Kubrick e Spielberg. Diretores tão diferentes que, juntos, transformaram A.I. em uma obra-prima moderna.

8,0

É complicado falar de Inteligência Artificial por um motivo bem básico: ele foi projetado por dois diretores de visões bem diferentes do mundo. Por um lado temos Stanley Kubrick, pai de filmes como Laranja Mecânica e 2001: Uma Odisséia no Espaço, enquanto do outro temos Steven Spielberg, autor de filmes como Minority Report e Prenda-me se for Capaz, só para citar seus mais recentes trabalhos. Um é completamente pessimista, tem um visão fúnebre do mundo, enquanto o outro é um manipulador de emoções de primeira qualidade (segundo nosso próprio amigo Cyco_Clown). Essa mistura ficou claramente visível no filme que estamos analisando, mas vou evitar ao máximo comparações do tipo "Kubrick faria assim" porque vou analisar o filme pelo que ele é, e não pelo que deveria ser.

Antes de falar da história do filme em si, é bom falar um pouco da história que se tornou sua produção. Ela começou há mais de 20 anos, quando Kubrick mostrou o argumento baseado no conto "Super-Toys Last All Summer Long" (a história do filme, sem falas, isso é um argumento) para Steven Spielberg e lhe perguntou o que achava do que estava escrito. Spielberg, empolgado, falou que era uma das melhores histórias que ele já teve em mãos, e os dois começaram a manter um intenso contato para a realização do projeto. Só que a tecnologia da época não permitia que nada fosse produzido, então os dois ficaram só na constante troca de idéias realmente, inclusive Spielberg instalando um telefone de linha fechada com Kubrick por obrigação deste segundo para que nenhuma informação do projeto vazasse.
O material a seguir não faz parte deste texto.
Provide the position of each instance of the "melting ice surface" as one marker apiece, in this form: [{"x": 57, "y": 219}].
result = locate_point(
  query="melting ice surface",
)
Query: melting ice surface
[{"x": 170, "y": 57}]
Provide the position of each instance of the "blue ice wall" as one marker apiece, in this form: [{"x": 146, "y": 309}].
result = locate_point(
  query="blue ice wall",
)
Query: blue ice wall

Somente quando Spielberg dirigiu Jurassic Park que Kubrick viu que, tudo o que ele imaginava, não era mais um sonho, e sim uma realidade. Assim as negociações recomeçaram. Com o desenvolver das conversas, Spielberg decidiu que não iria rodar o filme, e sim quem deveria fazê-lo era o próprio Kubrick, assim que ele terminasse o seu recente De Olhos Bem Fechados. Só que, em 1999, antes do início da fase de Pré-Produção do longa, Kubrick nos deixou. Sua morte deixou toda a responsabilidade do projeto nas mãos de Spielberg. Ou ele tocava o que haviam discutido para a frente, ou um projeto inédito de um dos melhores diretores da história do Cinema ficaria perdido para sempre em sua mente e, quem sabe no futuro, para sempre.

Devido a todas as conversas que teve com Kubrick, Spielberg resolveu ele mesmo escrever o roteiro, para não perder um tempo precioso passando todas as informações que tinha na cabeça para alguém, para depois essa pessoa perder mais tempo ainda escrevendo algo que ele já tinha praticamente pronto em sua cabeça. Desde seu Contatos Imediatos do Terceiro Grau que Spielberg não escrevia o próprio roteiro que dirigia. E, infelizmente, esse foi um dos pontos ruins do filme, onde diversas questões interessantíssimas tocadas pela historia ficaram superficiais demais, sem aprofundamento e até mesmo uma certa dose de inocência.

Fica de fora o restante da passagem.